So any transaction less than or equal to the $2.99 tier would be just as bad (as in, it costs you at least 30% of the list price), even if hosting was free.
> So any transaction less than or equal to the $2.99 tier would be just as bad (as in, it costs you at least 30% of the list price), even if hosting was free.
It's true that App Store has the best deal for payment processing for very low-priced apps.
But that's not truly a win for developers when the App Store itself caused the "race to the bottom". Who was selling 99 cent apps before the crap store?
I remember that if I wanted to play anything other than Snake on my Nokia, I had to pay like $5 a game. And those games were even worse than the majority of 99¢ games on the store.

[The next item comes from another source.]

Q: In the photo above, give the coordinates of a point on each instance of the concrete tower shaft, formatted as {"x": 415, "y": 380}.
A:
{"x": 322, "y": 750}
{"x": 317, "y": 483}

You can argue lower prices lead to more crap, but it also encourages people to spend more. Most people would debate a $4.99 purchase, but think nothing of 5 99¢ purchases if done separately.
I think I agree with Lap Cat here. There's a place for cheap apps, but the problem comes for people developing productivity (or worse, vertical market) software that's going to sell "mere" thousands of copies, or tens of thousands at best, rather than hundreds of thousands or more. If you sell 10,000 copies at $50 a copy, you've grossed well over a quarter-million even subtracting Apple's 30% -- but if you're selling on a platform where it's hard to price anything over $5, you may have a problem, because one-tenth the price is probably not going to translate to ten times the sales.
Those kinds of apps today tend to be part of a SaaS service and listed as Free in the App Store. Provided it’s B2B and not B2C - and you do signups and payments on your own website - then you’re exempt from the self-service signup (and 30% tax) requirements.
The catch is that as you get bigger and seem more B2C than B2B then Apple might start to take notice (see: Hey e-mail).
Well, I was thinking of things like media editing (or specialized text editing) and other apps, not all of which work well in a true SaaS model. On the other hand, it's significant that more and more of those have moved toward a subscription model...
I did that. Kagi.com was my payment… handler?
https://web.archive.org/web/20100303221537/http://www.kagi.c...
$0.75 + (5…8)%
So any transaction less than or equal to the $2.99 tier would be just as bad (as in, it costs you at least 30% of the list price), even if hosting was free.